As the pandemic continues, new waves of infections are driven by emerging viral variants with a menagerie of genomic mutations. The exact origins of new mutations are unknown, but one theory is the cultivation of mutations in immunosuppressed Covid-19 patients. In some instances of Covid infection, lingering symptoms may last for months, often in immunocompromised individuals. This allows the virus to effectively adapt within a single patient over time, resulting in potent mutations to the Spike protein and larger genome, particularly in cases when the patient receives any sort of antiviral drug. Here we examine one such case of a 72-year-old patient who was infected continuously for two months, as detailed by Truffot et al.
The patient, a resident of France in his early seventies, had chronic lymphocytic leukemia associated with hypogammaglobinemia for four years prior to his Covid-19 infection. Twenty days prior to the disease course, the patient had received his first dose of the Pfizer/BioNTech vaccine. He additionally received chemotherapy-related monoclonal antibodies, venetoclax and rituximab 17 days prior to disease course.
After experiencing symptoms of coughing, fever, diarrhea, and asthenia, the patient tested positive by PCR test for SARS-CoV-2 infection three days prior to disease course and was given a 700 mg dose of anti-SARS-CoV-2 monoclonal antibody treatment bamlanivimab three days later. For the purposes of this discussion, the administration of bamlanivimab acts as day 0 for the disease course.
The patient’s condition rapidly deteriorated, requiring hospitalization on day 6 and oxygen assistance and plasma transfusion on day 10. He was transferred to an intensive care unit on day 13 and was treated with high-dose corticosteroids from days 21 to 26. This improved the patient’s baseline condition, but he still required supplemental oxygen, leaving the ICU and returning to the general hospital on day 33, maintaining a high viral load throughout the month.
From days 47-57, the patient received treatment of remdesivir—200 mg on day 47 and 100 mg on the days following. He was discharged to a rehabilitation center following this treatment and tested negative by PCR test on day 61.
Truffot et al. later analyzed 12 samples taken throughout the disease course for genomic mutations by performing whole-genome sequencing. Their analysis revealed the initial infection was a result of the Alpha variant, which drove infections in the winter and spring of 2021. That was the sequence found on day 3. On day 6, sequencing revealed a novel mutation, E484Q, not previously detected in sera samples, which was observed at a frequency of 82%. On day 10, this frequency rose to over 99%. The following day, another novel mutation was detected, Q493R, at a frequency of 64%, which rose to 76% by day 17.

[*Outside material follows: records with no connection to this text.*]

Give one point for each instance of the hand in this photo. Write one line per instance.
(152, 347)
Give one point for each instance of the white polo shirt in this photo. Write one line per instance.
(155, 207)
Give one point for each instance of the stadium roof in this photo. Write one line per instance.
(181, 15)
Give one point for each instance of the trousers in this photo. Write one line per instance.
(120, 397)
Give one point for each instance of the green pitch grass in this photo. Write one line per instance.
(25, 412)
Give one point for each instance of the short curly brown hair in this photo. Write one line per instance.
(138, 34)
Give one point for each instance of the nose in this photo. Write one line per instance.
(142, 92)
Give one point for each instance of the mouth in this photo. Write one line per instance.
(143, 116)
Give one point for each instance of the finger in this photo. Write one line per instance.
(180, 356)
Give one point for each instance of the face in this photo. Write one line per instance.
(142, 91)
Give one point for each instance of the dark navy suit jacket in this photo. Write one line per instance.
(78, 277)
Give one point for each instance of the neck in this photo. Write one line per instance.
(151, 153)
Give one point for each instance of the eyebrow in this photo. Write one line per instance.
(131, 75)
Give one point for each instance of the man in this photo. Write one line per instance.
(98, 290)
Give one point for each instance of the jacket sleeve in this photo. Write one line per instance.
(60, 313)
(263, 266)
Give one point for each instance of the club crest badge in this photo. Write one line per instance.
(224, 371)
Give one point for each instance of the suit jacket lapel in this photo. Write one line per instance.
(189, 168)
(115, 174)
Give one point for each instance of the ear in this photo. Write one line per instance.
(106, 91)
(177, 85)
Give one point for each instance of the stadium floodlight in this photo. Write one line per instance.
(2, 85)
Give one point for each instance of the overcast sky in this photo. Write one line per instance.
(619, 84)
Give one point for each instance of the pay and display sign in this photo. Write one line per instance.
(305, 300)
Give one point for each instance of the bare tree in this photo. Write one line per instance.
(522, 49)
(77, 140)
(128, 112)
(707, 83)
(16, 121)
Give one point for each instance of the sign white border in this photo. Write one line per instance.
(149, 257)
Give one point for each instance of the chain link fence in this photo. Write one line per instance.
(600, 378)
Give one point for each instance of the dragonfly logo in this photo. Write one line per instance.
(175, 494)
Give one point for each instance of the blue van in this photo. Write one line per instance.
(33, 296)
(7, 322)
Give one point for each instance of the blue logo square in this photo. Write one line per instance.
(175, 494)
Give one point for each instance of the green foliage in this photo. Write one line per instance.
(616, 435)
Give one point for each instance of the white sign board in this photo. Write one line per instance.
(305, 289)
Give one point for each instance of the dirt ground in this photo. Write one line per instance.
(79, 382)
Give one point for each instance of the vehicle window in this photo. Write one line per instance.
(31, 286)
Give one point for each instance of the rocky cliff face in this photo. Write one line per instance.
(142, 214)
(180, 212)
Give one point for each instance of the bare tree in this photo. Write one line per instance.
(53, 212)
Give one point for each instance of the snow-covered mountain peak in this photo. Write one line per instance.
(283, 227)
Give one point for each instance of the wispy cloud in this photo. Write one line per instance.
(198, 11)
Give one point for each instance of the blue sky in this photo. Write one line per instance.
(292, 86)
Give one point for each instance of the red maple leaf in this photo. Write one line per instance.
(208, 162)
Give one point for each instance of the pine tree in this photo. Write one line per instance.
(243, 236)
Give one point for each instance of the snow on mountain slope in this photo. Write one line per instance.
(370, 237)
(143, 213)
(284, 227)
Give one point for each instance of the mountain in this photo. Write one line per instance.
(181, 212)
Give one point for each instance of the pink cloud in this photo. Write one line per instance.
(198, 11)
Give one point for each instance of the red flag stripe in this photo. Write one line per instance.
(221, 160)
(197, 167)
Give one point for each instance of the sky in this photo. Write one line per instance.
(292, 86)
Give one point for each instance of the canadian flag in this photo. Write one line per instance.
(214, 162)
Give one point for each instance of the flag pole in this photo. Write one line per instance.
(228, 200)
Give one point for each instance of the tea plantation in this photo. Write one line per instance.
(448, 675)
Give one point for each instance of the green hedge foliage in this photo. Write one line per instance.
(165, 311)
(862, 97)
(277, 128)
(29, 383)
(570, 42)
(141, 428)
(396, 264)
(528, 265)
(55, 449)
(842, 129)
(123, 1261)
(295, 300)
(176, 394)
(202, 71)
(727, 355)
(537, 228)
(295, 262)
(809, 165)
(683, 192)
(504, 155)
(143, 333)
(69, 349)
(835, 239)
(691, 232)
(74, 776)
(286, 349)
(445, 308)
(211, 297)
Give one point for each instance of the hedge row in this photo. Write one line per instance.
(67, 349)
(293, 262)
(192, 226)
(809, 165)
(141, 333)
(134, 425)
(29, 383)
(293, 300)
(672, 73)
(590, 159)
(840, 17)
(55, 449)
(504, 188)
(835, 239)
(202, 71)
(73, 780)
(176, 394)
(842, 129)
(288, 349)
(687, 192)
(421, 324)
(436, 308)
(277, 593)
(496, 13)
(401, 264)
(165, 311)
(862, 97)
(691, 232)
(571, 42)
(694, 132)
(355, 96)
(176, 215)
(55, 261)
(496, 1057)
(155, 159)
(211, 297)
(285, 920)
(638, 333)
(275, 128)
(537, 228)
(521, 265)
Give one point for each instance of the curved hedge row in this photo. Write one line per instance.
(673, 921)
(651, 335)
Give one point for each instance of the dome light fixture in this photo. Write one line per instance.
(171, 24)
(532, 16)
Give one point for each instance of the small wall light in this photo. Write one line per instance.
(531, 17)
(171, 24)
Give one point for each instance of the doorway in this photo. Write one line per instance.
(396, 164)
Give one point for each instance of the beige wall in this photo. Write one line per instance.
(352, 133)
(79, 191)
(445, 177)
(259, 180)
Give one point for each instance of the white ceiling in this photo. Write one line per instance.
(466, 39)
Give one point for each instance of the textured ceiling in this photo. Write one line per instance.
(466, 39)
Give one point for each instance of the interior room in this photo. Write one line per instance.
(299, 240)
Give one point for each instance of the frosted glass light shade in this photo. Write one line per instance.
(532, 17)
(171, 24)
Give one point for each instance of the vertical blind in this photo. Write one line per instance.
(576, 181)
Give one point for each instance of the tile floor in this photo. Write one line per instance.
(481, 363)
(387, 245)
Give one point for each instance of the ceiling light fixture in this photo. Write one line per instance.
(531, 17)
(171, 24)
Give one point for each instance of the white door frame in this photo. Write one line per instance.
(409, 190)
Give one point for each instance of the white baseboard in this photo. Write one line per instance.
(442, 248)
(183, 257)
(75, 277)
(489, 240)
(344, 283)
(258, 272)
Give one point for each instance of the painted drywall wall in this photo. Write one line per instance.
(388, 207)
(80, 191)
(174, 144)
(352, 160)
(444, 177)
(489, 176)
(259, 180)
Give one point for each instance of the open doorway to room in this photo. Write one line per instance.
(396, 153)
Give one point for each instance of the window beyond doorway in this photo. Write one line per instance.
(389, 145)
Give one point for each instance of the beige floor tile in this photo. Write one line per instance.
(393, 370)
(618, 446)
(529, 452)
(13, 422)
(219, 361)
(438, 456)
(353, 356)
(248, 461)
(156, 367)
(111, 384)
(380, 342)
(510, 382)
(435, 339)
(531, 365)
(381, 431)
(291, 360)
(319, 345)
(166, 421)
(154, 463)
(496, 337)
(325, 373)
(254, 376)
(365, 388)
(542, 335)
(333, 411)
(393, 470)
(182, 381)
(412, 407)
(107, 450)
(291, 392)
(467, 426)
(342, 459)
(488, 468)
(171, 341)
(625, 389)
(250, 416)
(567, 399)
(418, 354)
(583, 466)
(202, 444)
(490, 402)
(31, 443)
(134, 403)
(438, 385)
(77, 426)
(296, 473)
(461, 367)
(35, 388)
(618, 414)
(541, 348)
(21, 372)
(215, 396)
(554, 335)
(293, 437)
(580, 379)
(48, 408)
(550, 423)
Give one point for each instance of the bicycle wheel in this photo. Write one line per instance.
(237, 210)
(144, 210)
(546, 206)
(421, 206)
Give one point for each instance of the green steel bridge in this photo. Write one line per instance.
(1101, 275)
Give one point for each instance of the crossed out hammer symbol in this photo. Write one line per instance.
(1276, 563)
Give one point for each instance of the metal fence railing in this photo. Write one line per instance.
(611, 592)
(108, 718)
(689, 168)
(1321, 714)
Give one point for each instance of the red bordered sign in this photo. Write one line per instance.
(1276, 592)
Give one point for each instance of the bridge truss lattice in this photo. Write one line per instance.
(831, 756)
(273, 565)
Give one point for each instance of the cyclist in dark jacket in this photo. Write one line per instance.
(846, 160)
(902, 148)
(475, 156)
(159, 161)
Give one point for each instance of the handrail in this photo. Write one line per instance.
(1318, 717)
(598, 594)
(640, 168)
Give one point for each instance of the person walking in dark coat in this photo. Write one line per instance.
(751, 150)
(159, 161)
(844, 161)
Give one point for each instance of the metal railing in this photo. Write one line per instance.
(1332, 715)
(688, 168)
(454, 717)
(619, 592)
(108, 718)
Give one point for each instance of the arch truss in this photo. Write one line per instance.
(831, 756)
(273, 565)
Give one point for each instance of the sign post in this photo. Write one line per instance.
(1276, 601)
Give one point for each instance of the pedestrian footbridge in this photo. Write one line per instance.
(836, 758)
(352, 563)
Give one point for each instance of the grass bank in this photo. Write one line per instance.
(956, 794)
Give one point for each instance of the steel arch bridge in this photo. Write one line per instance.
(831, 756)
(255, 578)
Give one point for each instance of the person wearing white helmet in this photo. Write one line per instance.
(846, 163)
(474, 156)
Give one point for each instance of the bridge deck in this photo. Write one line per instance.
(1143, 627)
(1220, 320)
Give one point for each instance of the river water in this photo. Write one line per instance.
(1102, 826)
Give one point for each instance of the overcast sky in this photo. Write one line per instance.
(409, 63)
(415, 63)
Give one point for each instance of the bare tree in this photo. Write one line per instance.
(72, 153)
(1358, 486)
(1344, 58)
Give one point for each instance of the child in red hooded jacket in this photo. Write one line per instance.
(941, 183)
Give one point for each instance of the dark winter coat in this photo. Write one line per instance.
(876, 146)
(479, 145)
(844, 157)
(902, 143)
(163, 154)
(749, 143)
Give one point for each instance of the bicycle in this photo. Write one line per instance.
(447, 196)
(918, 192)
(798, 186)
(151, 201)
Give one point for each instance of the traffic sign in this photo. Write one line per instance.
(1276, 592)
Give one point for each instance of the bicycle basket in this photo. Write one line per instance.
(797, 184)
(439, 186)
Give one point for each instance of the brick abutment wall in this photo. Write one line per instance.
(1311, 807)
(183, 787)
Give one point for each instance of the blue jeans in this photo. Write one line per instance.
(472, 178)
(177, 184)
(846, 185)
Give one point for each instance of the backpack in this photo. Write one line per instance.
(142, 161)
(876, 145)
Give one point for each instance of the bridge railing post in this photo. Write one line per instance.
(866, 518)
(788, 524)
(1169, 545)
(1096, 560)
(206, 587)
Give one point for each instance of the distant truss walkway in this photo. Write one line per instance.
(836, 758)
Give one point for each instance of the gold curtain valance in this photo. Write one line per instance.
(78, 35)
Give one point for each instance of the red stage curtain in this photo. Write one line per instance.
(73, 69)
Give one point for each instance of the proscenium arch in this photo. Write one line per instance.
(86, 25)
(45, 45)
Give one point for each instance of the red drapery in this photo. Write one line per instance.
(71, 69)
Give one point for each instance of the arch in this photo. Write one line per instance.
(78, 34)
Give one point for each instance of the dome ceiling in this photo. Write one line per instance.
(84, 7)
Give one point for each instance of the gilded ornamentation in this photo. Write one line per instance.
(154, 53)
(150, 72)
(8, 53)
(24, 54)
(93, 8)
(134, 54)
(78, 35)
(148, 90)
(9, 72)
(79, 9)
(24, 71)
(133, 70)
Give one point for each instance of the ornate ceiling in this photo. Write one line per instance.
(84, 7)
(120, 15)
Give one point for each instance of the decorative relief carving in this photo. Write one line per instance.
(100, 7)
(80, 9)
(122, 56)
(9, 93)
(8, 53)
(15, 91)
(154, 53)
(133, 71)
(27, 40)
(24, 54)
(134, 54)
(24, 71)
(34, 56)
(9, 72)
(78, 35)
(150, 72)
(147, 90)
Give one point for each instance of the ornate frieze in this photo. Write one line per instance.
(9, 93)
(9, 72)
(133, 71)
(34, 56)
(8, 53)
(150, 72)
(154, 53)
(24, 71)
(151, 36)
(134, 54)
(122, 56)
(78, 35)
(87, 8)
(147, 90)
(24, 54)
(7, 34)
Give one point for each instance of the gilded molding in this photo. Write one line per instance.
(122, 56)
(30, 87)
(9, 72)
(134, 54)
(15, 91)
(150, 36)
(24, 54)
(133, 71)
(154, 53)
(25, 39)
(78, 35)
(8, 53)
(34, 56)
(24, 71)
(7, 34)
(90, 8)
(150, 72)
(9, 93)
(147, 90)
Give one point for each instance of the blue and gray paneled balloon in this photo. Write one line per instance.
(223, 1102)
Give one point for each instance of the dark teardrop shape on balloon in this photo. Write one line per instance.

Position 484 in the Spike protein is often mutated in highly immune resistant variants but was never an often observed mutation in the Alpha variant. Additionally, the typical mutation is E484K, whereas the French patient developed E484Q, which is rarer, found mostly in less frequent, regional variants.
Position 493 is interesting as well. Until recently, Q493R in the Spike protein was an uncommon, highly antigenic mutation. Gideon Schreiber described a number of receptor-binding domain mutations for antigenicity, one of which was at positions 493. He described Q493H as a highly antigenic mutation. The Q493R and Q493H mutations are both neutral to positive charges, indicating Q493R should have a similar effect. This means transmissibility for variants that carry this mutation is much higher. The only instance of Q493R in variants of concern is the current Omicron variant which is reigniting Covid-19 infections throughout the world. Its observation in an individual immunocompromised patient is notable, to say the least.
This is not the only instance of dangerous mutations developing within an immunocompromised individual. There is a long history of these patients, many of which we have analyzed, including the London, Boston, Pittsburgh, and Italian patients. Recently a 58-year-old patient who underwent a six-month-long infection developed a few questionable mutations in the Spike protein as well, in this instance, E484G and F490L in the receptor-binding domain and several deletions in the N-terminal domain. These mutations all aid in the transmissibility and immune resistance of major variants.
We have recently detailed the potential origins of the new Omicron variant. Understanding how patient zero developed Omicron, or either previous or future variants, may help us gain insight into how to develop strategies to contain these variants before they wreak havoc.
Truffot et al. note that positions 484 and 493 are critical in the bamlanivimab antibody binding process. Giving the immunocompromised patient a steady dose of bamlanivimab may have, in turn, resulted in the development of those mutations.
Genomic surveillance of long-term immunocompromised cases is essential to prevent the development of these mutations. Resources should be devoted to containing infections in these individuals and continuous sequencing on patient sera is vital for genomic surveillance.